タコハチヤ・タコヤキーヤ5

 神崎たちが武器と装備を整え、佐藤建設と書かれたくたびれたハイエース二両で行動班毎に出発したのは、それから1時間後のことだった。

 運転は神崎で、助手席にはマヤが座り一応車長を務めている。二人とも汚れたツナギとヘルメット姿で、設定通り作業員を装っていた。

 環状8号を練馬に進む。渋滞もない。時おり見かける桜は、既に花を咲かせていた。七分咲きといったところだ。週末には満開だろう。春なんだなと、神崎は素直に思っていた。

 出発以来、一言も会話はなかった。転属当初こそ、相方の貝のようなむっつり具合と、キャッチボールどころかキャッチさえしてもらえない会話の続かなさに絶望的な気まずさを抱いていた神崎だったが、マヤが決して神崎を嫌っているわけではなく、単に人付き合いが壊滅的に不器用なだけだと理解してからは、気にすることもなくなった。

とはいえ…バックミラーで2班のバンがぴったりついてきているのを確認した神崎は口を開いた。これは聞いておいた方がいい。

「マヤさん、どうしたんですか?」

「なにが?」マヤは窓の外から神崎はに眼を向ける。

「なんだかずっと考え事をしてるみたいで。

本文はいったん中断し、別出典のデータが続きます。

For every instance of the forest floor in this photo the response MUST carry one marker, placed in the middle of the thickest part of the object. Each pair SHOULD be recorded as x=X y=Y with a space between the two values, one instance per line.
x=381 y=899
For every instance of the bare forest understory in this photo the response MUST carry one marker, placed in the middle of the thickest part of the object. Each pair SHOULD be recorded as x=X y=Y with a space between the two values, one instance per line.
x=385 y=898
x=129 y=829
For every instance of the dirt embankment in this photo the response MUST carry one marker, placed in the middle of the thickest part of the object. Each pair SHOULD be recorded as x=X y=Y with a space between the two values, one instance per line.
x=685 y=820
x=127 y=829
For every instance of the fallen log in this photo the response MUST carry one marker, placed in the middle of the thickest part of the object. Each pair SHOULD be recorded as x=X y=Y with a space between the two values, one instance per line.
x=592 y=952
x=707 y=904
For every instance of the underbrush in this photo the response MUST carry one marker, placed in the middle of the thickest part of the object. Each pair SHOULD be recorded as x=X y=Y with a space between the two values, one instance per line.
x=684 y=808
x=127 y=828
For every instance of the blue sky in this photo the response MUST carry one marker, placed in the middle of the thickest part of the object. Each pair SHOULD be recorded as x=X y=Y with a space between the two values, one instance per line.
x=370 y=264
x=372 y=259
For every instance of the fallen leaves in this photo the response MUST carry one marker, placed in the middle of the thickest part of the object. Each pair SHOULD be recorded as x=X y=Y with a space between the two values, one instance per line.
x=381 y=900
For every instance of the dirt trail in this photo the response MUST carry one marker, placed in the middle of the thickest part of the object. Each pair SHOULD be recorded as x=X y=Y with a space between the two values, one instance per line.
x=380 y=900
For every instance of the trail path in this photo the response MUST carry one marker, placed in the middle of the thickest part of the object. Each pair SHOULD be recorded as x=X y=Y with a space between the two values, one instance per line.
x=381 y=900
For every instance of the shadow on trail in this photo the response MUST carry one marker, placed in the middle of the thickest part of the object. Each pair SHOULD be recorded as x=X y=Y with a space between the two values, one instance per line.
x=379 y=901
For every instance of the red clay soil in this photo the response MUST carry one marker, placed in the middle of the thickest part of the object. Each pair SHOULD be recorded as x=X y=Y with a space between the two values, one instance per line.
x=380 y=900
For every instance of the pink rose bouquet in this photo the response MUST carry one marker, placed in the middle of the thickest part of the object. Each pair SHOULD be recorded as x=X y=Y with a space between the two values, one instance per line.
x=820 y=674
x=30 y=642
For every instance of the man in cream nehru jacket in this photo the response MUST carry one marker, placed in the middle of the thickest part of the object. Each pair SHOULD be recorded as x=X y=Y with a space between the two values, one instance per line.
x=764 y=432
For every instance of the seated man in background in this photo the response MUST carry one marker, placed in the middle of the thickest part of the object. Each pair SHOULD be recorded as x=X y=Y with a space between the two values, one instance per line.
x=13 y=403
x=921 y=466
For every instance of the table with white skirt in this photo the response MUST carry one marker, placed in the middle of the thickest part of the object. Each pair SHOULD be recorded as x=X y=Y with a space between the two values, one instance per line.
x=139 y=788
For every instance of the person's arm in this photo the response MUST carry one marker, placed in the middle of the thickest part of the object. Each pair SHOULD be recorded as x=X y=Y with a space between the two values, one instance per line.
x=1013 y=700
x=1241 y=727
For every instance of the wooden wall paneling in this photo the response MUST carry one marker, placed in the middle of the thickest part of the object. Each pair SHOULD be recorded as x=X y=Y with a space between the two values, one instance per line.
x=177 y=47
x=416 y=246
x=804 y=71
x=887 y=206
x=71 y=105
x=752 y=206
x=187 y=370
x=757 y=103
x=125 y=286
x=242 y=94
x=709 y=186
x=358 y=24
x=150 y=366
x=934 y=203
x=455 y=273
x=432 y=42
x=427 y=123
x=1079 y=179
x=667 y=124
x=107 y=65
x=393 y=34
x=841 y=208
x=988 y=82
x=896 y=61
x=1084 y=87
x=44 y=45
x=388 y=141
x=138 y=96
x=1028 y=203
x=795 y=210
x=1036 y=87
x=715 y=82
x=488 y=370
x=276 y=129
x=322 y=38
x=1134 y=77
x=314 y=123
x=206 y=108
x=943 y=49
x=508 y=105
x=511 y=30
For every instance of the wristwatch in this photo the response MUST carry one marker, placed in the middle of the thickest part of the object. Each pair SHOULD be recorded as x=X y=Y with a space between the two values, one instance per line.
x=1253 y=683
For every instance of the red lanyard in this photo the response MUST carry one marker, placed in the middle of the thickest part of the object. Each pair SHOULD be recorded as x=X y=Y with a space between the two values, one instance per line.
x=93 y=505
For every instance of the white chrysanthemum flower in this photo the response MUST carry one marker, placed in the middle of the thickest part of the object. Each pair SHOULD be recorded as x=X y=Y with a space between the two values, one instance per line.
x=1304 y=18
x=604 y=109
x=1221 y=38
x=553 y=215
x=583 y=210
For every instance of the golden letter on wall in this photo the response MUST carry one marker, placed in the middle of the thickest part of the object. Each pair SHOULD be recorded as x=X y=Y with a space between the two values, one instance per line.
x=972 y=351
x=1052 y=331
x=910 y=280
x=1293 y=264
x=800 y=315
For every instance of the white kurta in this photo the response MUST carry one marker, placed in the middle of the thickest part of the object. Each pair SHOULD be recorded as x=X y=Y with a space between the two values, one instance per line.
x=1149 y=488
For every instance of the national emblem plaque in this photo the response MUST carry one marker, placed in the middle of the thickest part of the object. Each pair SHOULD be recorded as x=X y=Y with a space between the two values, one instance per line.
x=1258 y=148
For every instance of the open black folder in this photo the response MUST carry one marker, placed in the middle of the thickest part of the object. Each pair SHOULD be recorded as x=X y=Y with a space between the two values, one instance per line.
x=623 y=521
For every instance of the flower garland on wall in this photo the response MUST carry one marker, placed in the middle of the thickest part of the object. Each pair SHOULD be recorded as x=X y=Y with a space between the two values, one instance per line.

会議でもロクに話してないですし」

 なにかあるんですよね?マヤは神崎が言外に伝えたものを察し、受け止めたようだった。

「――腑に落ちないのよ」

「と、いいますと?」

「タコハチは卵の状態で地球に落下する。そうよね」

「一応出る前に教範に当たりましたが、そう書いてましたね」

「わたしは最初の事件発生から過去一か月の天体観測結果を当たってみたんだけど、首都圏に落下した隕石は確認されていない」

 言いたいことはおぼろげながら掴めたが、余計な口を挟まず、黙ることで続きを促した。

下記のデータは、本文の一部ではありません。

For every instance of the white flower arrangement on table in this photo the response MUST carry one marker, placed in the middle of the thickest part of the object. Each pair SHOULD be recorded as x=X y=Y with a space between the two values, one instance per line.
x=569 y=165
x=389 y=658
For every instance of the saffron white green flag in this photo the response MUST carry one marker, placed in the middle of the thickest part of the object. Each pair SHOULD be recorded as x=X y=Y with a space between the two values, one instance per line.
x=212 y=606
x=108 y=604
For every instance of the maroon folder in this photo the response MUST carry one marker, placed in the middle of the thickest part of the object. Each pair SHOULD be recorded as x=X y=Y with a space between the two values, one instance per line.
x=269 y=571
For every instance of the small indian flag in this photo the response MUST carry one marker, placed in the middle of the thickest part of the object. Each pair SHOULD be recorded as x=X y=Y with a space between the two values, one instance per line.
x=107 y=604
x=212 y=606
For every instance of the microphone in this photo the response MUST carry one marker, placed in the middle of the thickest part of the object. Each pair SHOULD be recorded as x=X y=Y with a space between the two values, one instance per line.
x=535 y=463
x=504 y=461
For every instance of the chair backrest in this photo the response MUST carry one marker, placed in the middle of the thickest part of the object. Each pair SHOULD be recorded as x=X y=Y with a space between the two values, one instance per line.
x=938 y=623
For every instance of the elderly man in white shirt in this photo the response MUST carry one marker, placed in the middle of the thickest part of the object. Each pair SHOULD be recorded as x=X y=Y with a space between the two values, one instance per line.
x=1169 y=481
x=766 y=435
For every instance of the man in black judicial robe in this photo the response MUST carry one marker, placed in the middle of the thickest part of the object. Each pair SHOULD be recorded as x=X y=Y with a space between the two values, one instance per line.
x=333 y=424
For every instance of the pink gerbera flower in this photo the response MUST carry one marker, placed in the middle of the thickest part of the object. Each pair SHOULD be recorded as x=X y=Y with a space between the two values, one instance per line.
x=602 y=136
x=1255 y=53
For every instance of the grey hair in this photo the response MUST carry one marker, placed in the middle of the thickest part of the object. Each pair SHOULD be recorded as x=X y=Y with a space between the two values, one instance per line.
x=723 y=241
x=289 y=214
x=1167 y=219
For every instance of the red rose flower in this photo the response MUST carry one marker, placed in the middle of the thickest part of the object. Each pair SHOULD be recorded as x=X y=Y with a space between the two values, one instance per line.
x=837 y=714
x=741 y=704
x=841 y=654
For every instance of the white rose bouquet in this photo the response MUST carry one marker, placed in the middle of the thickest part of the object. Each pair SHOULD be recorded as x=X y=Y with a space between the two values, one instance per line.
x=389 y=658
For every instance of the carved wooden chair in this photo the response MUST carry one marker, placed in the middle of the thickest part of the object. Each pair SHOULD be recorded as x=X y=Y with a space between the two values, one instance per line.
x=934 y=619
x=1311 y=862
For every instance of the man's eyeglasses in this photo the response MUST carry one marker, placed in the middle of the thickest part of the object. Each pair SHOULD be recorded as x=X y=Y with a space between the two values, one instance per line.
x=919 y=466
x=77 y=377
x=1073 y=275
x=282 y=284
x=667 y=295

「引っかからない?各国が公式、非公式を問わず地球に衝突の恐れのある天体を常時追跡し、日本上空には空自と在日米軍がレーダー網を敷いてるのに探知できなかった。それも首都圏に落ちているのに、民間情報にも流星騒ぎも目撃例もなし」

「確かに、不可解です」

「もしかしたら…」

「なんです?」

「いいの。なんでもない。勘違いかもしれないし」

 気にはなったが、聞いたところで答える気はなさそうだ、と察した神崎はそれ以上の詮索を辞め、運転に集中した。

 それっきり、現場に着くまで会話はなかった。